Disclaimer: The opinions expressed here are for general informational purposes only and are not intended to provide specific advice or recommendations for any specific security or investment product. You should never invest money that you cannot afford to lose. Before trading using complex financial products, please ensure to understand the risks involved. Past performance is no guarantee of future results.
Every financial market goes through different cycles, commonly known as bear and bull markets. A bull market is characterized as an uptrend with higher highs and higher lows, while a bear market trends down with lower highs and lower lows. Investors enjoy the profitable periods of a bull market, but often assume bear markets are bad. This doesn’t have to be the case though. We’ll show you the perks of a bearish market.
Shorting is now an option
Shorting is the act of borrowing an asset to sell it at its current price and buying back at a later date. In other words, selling now and buying later allows investors to profit from price drops. For example, let’s imagine shorting 1 BTC at $40,000 and closing the position at $30,000, this nets us $10,000, the difference between the initial and the current price ($40,000-$30,000).
Nobody ever complained about bull markets, where trend following or long-biased trading strategies reign supreme. However, a ranging or bearish market unlocks other categories of strategies, like gridbots and long-short bots. By trading both uptrends and downtrends, we can theoretically double the potential returns a strategy can generate.
One of the most famous examples of shorting is from Michael Burry, a hedge fund manager who bet heavily and successfully predicted the market crash of 2008. His story was later popularized in the movie The Big Short.
From dollar-cost averaging to riches
A bull market can be thought of as a “take profit” market. The highest returns achieved are from investors who bought an asset during a bear market and sold it during a bull. This strategy becomes obvious when we take a look at Bitcoin’s historic prices.

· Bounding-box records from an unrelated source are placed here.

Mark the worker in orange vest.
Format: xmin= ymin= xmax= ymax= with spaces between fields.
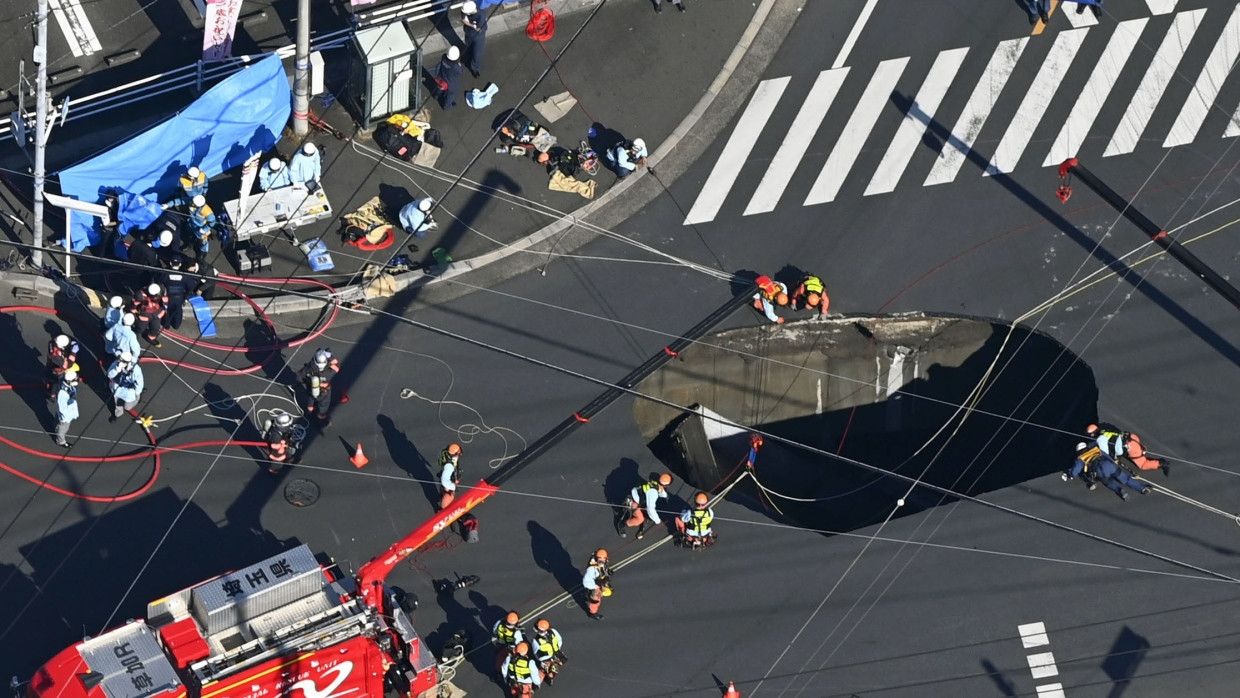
xmin=754 ymin=275 xmax=787 ymax=325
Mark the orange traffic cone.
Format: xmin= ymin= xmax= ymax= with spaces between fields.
xmin=348 ymin=444 xmax=371 ymax=467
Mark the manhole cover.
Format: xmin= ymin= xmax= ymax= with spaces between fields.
xmin=284 ymin=477 xmax=319 ymax=507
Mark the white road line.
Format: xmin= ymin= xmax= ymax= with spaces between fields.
xmin=831 ymin=0 xmax=882 ymax=68
xmin=1102 ymin=10 xmax=1205 ymax=157
xmin=1016 ymin=622 xmax=1050 ymax=650
xmin=684 ymin=77 xmax=792 ymax=226
xmin=1163 ymin=5 xmax=1240 ymax=148
xmin=1042 ymin=19 xmax=1149 ymax=167
xmin=923 ymin=36 xmax=1029 ymax=186
xmin=1029 ymin=652 xmax=1059 ymax=679
xmin=48 ymin=0 xmax=103 ymax=57
xmin=986 ymin=29 xmax=1089 ymax=176
xmin=866 ymin=47 xmax=968 ymax=196
xmin=1059 ymin=0 xmax=1097 ymax=29
xmin=805 ymin=56 xmax=909 ymax=206
xmin=745 ymin=68 xmax=848 ymax=216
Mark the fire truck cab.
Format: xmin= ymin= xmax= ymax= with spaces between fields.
xmin=19 ymin=546 xmax=439 ymax=698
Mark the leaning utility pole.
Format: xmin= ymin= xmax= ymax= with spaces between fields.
xmin=30 ymin=0 xmax=48 ymax=268
xmin=293 ymin=0 xmax=310 ymax=136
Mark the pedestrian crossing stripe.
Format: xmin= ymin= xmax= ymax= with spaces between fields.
xmin=684 ymin=0 xmax=1240 ymax=226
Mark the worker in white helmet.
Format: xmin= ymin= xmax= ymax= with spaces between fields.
xmin=289 ymin=141 xmax=322 ymax=191
xmin=399 ymin=196 xmax=439 ymax=238
xmin=55 ymin=371 xmax=78 ymax=449
xmin=258 ymin=156 xmax=293 ymax=191
xmin=461 ymin=0 xmax=486 ymax=77
xmin=108 ymin=351 xmax=146 ymax=422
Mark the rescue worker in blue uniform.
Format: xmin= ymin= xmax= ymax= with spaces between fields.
xmin=1063 ymin=441 xmax=1149 ymax=500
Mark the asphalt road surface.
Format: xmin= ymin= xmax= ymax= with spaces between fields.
xmin=0 ymin=0 xmax=1240 ymax=698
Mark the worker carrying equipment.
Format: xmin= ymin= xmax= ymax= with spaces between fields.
xmin=754 ymin=275 xmax=787 ymax=325
xmin=263 ymin=409 xmax=301 ymax=475
xmin=616 ymin=472 xmax=672 ymax=539
xmin=45 ymin=335 xmax=82 ymax=398
xmin=491 ymin=611 xmax=526 ymax=671
xmin=298 ymin=348 xmax=340 ymax=429
xmin=582 ymin=548 xmax=611 ymax=620
xmin=439 ymin=444 xmax=461 ymax=511
xmin=1085 ymin=422 xmax=1171 ymax=477
xmin=676 ymin=492 xmax=714 ymax=549
xmin=529 ymin=617 xmax=568 ymax=686
xmin=500 ymin=642 xmax=542 ymax=698
xmin=792 ymin=274 xmax=831 ymax=315
xmin=1061 ymin=441 xmax=1149 ymax=500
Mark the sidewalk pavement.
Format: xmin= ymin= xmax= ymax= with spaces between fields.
xmin=0 ymin=0 xmax=797 ymax=317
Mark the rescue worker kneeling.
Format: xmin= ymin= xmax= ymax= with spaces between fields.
xmin=1085 ymin=422 xmax=1171 ymax=477
xmin=263 ymin=410 xmax=295 ymax=475
xmin=676 ymin=492 xmax=714 ymax=548
xmin=1061 ymin=441 xmax=1149 ymax=500
xmin=500 ymin=642 xmax=542 ymax=698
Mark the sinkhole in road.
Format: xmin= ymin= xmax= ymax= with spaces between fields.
xmin=634 ymin=314 xmax=1097 ymax=532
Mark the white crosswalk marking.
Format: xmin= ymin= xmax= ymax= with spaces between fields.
xmin=805 ymin=57 xmax=909 ymax=206
xmin=925 ymin=37 xmax=1029 ymax=186
xmin=1042 ymin=17 xmax=1149 ymax=166
xmin=684 ymin=77 xmax=792 ymax=226
xmin=48 ymin=0 xmax=103 ymax=57
xmin=866 ymin=48 xmax=968 ymax=196
xmin=1146 ymin=0 xmax=1176 ymax=15
xmin=1163 ymin=5 xmax=1240 ymax=148
xmin=745 ymin=68 xmax=848 ymax=216
xmin=1102 ymin=10 xmax=1205 ymax=157
xmin=986 ymin=29 xmax=1089 ymax=176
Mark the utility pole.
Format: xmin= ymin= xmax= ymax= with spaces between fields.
xmin=290 ymin=0 xmax=310 ymax=136
xmin=30 ymin=0 xmax=48 ymax=268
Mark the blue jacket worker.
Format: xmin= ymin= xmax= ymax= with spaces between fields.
xmin=103 ymin=312 xmax=143 ymax=356
xmin=258 ymin=157 xmax=293 ymax=191
xmin=401 ymin=197 xmax=439 ymax=238
xmin=108 ymin=352 xmax=146 ymax=422
xmin=1063 ymin=441 xmax=1149 ymax=500
xmin=56 ymin=371 xmax=78 ymax=449
xmin=289 ymin=141 xmax=322 ymax=191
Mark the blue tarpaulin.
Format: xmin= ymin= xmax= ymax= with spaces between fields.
xmin=60 ymin=55 xmax=293 ymax=252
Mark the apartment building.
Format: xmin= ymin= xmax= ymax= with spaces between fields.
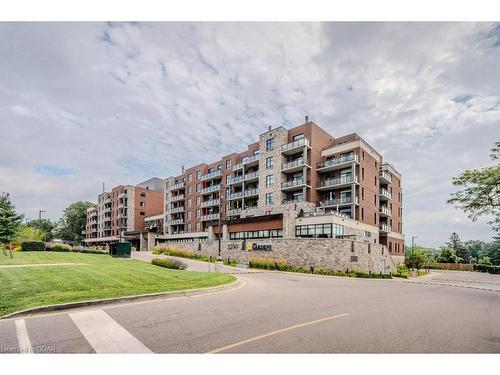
xmin=85 ymin=177 xmax=164 ymax=248
xmin=157 ymin=118 xmax=404 ymax=255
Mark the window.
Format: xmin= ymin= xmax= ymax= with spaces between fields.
xmin=266 ymin=174 xmax=273 ymax=187
xmin=266 ymin=156 xmax=273 ymax=169
xmin=266 ymin=193 xmax=273 ymax=206
xmin=266 ymin=138 xmax=274 ymax=151
xmin=292 ymin=133 xmax=304 ymax=142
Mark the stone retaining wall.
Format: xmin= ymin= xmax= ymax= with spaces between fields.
xmin=154 ymin=238 xmax=396 ymax=273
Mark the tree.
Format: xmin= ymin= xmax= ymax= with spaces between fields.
xmin=447 ymin=142 xmax=500 ymax=234
xmin=437 ymin=246 xmax=459 ymax=263
xmin=446 ymin=232 xmax=470 ymax=263
xmin=54 ymin=201 xmax=93 ymax=243
xmin=0 ymin=193 xmax=23 ymax=248
xmin=25 ymin=219 xmax=56 ymax=241
xmin=405 ymin=246 xmax=428 ymax=271
xmin=464 ymin=240 xmax=485 ymax=260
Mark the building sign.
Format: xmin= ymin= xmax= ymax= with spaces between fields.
xmin=247 ymin=242 xmax=273 ymax=251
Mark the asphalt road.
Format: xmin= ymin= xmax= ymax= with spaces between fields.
xmin=0 ymin=262 xmax=500 ymax=353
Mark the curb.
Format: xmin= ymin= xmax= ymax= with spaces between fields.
xmin=0 ymin=275 xmax=243 ymax=320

The period between 2018 to the end of 2020 is considered a bear market by many. We can see a downward trend and a failure to break the all-time high set in 2017. During this period, Bitcoin dropped to around $3,000. Any investor who bought at this level would be looking at an approximate 20x return on their investment if they sold just 2 years later. This is a best-case scenario though, and not realistic for the average investor. Let’s take another approach. Assuming an investor dollar cost averaged (DCA) by buying Bitcoin at the end of every quarter starting in 2018 until 2021. We get the following entries:
|31 March 2018||$6900|
|30 June 2018||$5900|
|30 September 2018||$6600|
|31 December 2018||$3800|
|31 March 2019||$4100|
|30 June 2019||$11900|
|30 September 2019||$8200|
|31 December 2019||$7300|
|31 March 2020||$6500|
|30 June 2020||$9200|
|30 September 2020||$10800|
|31 December 2020||$19700|
If we calculate the average cost (purchase prices divided by the number of buys), we get an $8400 entry. Comparing this value with the $69,000 high reached in 2021, we get an 8x return. So while the return was lower, it took no effort to execute.
Accumulate crypto or fiat?
With cryptocurrency, traders are usually split between Coin-Margined Futures or those who prefer Spot and Stablecoin-Margined Futures. For context, Coin-Margined Futures are paid in the base currency, so a winning BTC/USD trade will increase your BTC holdings. Imagine accumulating more BTC while it went from 10k to 60k. On the other hand, Stablecoin-Margined Futures and Spot rewards are paid in the quote currency. A winning BTC/USDT trade in this case will result in more USDT. You may find these are more useful in bear markets, where preserving wealth is crucial. As an investor, the decision to accumulate coins vs. stablecoins will also be influenced by your long-term outlook on each project.
|Collateral doesn’t appreciate in $ value||Collateral may appreciate in $ value|
|Higher trading volume||Lower trading volume|
|High number of trading pairs||Low number of trading pairs|
What should I do?
There’s no right answer to which approach is best. Risk aversion and confidence in the projects you invest in must be considered, and differ between everyone. Let’s consider the traditional equities market for a moment. There are those whose investing method relies on picking stocks from companies they believe will experience growth, while there are others who trade solely based on predictions stemming from their technical analysis. Are you willing to spend the time required to daytrade? If not, options such as trading bots and dollar cost averaging exist. The final choice is up to you.